Kekerasan Terhadap Perempuan: Ketika UU ITE Malah Menjerat Korban

Febriyani Frisca diperbarui 06 Des 2018, 16:54 WIB

Fimela.com, Jakarta Kekerasan terhadap perempuan tidak hanya terjadi di dunia nyata. Belakangan ini, terutama sejak masyarakat melek teknologi infromasi, kekerasan terhadap perempuan juga merambah dunia maya dalam berbagai macam bentuknya. 

Kendati 2008 silam Dewan Perwakilan Rakyat (DPR) membuat undang-undang di ranah Teknologi Informasi (Undang Undang nomor 11 tahun 2008) atau yang lebih dikenal dengan UU ITE (Undang-undang Informasi dan Transaksi Elektronik), namun tampaknya pasal tersebut belum sepenuhnya bisa melindungi korban, terutama kekerasan seksual pada perempuan.

Parahnya, UU ITE itu sendirilah yang malah menjerat pengguna teknologi yang seharusnya mendapat perlindungan hukum. Seperti yang disampaikan oleh Ellen Kusuma dari Safe Net dalam diskusi Mengatasi Pelecehan Seksual di Dunia Maya yang bertempat di Komnas Perempuan Jakarta pada Selasa (4/12).

What's On Fimela
Ilustrasi kekerasan. (Sumber: Istimewa)

"Kasus Ibu Nuril pasti pada tahu, ya, kronologisnya kalau ia mendapat kekerasan seksual secara verbal oleh kepala sekolah tempat ia bekerja dan berinisiatif merekam percakapan, tapi justru percakapan yang dibuat untuk membela diri malah disebarkan orang-orang yang bukan Ibu Nuril dan dipakai oleh mantan kepala sekolah untuk menjerat Ibu Nuril karena diduga telah memberikan akses konten bermuatan keasusilaan ke publik," ungkap Ellen.

Ellen juga menuturkan kisah perlindungan hukum yang dialami oleh korban kekerasan seksual lainnya. "Sekitar 2010 ada kasus di Tangerang yang dialami oleh seorang dokter bernama Ira Simatupang, dia mengalami percobaan pemerkosaan oleh rekan kerjanya di 2006, lalu dia berusaha untuk berkeluh ke rekan-rekan kerja yang lain lewat email, tapi ia malah dijerat pasal 27 ayat 3, yaitu pencemaran nama baik karena ada rekan lain yang tidak senang namanya disebut-sebut dalam email," imbuh Ellen.

Lebih lanjut, Ellen juga menambahkan kasus-kasus lain yang pernah ia jumpai di lapangan.
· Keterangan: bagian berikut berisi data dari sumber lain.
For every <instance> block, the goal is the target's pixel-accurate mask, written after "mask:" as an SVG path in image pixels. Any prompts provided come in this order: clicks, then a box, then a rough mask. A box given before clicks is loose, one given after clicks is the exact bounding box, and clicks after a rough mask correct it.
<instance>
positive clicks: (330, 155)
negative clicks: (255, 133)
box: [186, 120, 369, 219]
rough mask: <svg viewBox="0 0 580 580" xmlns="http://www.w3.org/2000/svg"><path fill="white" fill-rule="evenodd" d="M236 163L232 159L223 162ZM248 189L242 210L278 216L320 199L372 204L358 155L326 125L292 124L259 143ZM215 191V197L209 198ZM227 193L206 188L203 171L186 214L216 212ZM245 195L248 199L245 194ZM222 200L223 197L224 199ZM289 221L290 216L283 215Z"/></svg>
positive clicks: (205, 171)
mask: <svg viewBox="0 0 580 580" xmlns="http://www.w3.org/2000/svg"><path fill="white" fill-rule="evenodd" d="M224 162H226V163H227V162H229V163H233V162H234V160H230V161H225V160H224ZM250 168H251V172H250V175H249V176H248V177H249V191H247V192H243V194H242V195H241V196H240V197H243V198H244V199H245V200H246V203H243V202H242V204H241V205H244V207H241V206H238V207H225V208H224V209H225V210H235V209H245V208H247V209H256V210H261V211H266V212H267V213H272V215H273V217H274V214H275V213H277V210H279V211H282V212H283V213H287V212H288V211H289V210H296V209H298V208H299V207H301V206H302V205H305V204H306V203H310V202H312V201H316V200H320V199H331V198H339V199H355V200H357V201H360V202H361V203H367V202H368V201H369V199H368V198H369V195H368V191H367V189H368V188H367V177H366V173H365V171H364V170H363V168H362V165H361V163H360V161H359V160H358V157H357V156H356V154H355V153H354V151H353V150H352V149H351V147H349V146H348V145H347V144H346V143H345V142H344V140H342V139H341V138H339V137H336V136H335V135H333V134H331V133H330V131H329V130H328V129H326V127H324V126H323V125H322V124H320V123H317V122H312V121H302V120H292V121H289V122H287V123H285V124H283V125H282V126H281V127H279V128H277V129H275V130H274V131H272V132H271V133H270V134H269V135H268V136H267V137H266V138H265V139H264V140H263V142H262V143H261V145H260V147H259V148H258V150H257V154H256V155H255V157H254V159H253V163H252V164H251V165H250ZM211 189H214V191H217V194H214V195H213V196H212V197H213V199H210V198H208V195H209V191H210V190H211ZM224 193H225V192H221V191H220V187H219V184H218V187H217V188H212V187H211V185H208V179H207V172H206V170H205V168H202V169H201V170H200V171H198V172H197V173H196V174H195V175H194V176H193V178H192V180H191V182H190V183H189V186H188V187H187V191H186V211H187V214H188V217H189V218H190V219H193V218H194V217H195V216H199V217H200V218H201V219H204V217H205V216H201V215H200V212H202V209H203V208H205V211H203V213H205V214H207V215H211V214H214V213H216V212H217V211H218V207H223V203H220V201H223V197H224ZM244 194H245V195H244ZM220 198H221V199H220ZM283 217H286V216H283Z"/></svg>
Di mana ada seorang perempuan yang mengalami KDRT malah justru dilaporkan balik atas tuduhan konten bermuatan asusia.

Kekerasan Perempuan /unsplash

"Ada kasus Ibu Wisni Yeti di Bandung yang mengalami kasus KDRT, jadi saat ia melaporkan KDRT, suaminya tidak terima dan meng-hack Facebook Ibu Wisni kemudian ia menemukan semacam transkrip percakapan Ibu Wisni dengan temannya tapi percakapan itu diduga mesra atau intim dan terjadi saat mereka masih menikah, lalu transkrip itu di-screen capture dan dicetak untuk dijadikan bukti di pengadilan untuk menjerat Ibu Wisni, sayangnya, kasus KDRT tidak berlanjut, kasus konten bermuatan asusila ini berlanjut dan sempat kena hukuman," terang Ellen.
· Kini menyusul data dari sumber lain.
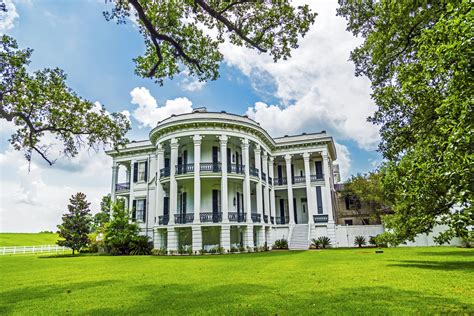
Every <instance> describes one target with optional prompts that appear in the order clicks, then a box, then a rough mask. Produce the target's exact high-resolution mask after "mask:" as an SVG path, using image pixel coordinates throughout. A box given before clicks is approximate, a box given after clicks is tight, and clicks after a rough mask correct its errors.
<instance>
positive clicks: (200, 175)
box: [193, 135, 202, 250]
mask: <svg viewBox="0 0 474 316" xmlns="http://www.w3.org/2000/svg"><path fill="white" fill-rule="evenodd" d="M201 140H202V136H201V135H194V137H193V142H194V221H193V223H194V224H199V223H200V222H201V219H200V213H201ZM199 229H201V228H199ZM193 236H194V235H193ZM193 240H194V239H193ZM193 243H194V241H193ZM201 247H202V245H201ZM193 249H194V246H193ZM200 249H201V248H199V249H195V250H200Z"/></svg>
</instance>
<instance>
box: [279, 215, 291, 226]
mask: <svg viewBox="0 0 474 316" xmlns="http://www.w3.org/2000/svg"><path fill="white" fill-rule="evenodd" d="M289 221H290V217H289V216H283V217H282V216H277V217H276V223H277V224H279V225H284V224H288V222H289Z"/></svg>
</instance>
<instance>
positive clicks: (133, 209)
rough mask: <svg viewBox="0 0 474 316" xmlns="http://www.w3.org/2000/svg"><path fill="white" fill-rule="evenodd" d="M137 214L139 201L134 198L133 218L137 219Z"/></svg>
mask: <svg viewBox="0 0 474 316" xmlns="http://www.w3.org/2000/svg"><path fill="white" fill-rule="evenodd" d="M136 216H137V201H136V200H133V202H132V219H133V220H134V221H135V220H136Z"/></svg>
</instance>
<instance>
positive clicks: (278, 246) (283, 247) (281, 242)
mask: <svg viewBox="0 0 474 316" xmlns="http://www.w3.org/2000/svg"><path fill="white" fill-rule="evenodd" d="M273 248H274V249H288V240H286V239H278V240H275V243H274V244H273Z"/></svg>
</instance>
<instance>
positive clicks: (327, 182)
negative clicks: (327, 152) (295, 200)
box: [322, 152, 334, 224]
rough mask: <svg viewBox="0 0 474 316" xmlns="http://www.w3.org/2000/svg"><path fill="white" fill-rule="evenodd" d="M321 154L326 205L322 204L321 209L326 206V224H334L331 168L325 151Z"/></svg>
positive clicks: (327, 154) (328, 157) (326, 154)
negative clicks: (330, 180) (326, 223)
mask: <svg viewBox="0 0 474 316" xmlns="http://www.w3.org/2000/svg"><path fill="white" fill-rule="evenodd" d="M322 156H323V174H324V189H325V190H324V192H325V193H326V194H325V195H326V199H325V200H326V205H324V204H323V210H324V209H325V208H326V210H327V214H328V224H334V213H333V207H332V197H331V183H330V177H331V172H330V171H331V168H330V166H329V164H330V163H331V160H330V159H329V157H328V154H327V153H326V152H323V153H322Z"/></svg>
Begitu juga kisah yang dialami oleh Anindya Joediono, mahasiswi Fakultas Hukum Universitas Narotama, Surabaya. "Kalau baru-baru ini ada Anindya, dia seorang mahasiswa dan juga aktivis, kemudian dia melaporkan di media sosial bahwa di suatu acara ia mendapat pelecehan seksual, tapi dia malah mendapatkan laporan balik dari seseorang yang tidak ia kenal bahkan tidak ada di tempat, atas tuduhan pencemaran nama baik dan ujaran kebencian," ujar Ellen.

"Hal-hal seperti itu yang sebenarnya terjadi, yang seharusnya digunakan untuk melindungi korban malah digunakan untuk menjerat korban," sesal perempuan yang jadi perwakilan untuk Internet Governance Forum (IGF) 2017 di Geneva, Switzerland ini. 
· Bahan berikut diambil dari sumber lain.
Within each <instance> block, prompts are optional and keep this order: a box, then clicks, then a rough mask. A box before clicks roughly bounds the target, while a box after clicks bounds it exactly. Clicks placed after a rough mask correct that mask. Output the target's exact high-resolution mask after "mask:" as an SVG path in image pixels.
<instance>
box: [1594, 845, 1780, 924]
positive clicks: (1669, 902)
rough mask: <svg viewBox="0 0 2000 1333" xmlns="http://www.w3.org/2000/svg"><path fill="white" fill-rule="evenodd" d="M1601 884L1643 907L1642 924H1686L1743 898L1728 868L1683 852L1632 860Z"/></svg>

Sekadar info, Safe Net sendiri merupakan sebuah jaringan penggerak kebebasan berekspresi online se-Asia Tenggara, baik organisasi maupun individu, dalam konteks perlindungan Hak Asasi Manusia untuk bebas berekspresi, yang terrbentuk 27 Juni 2013 di Bali, Indonesia.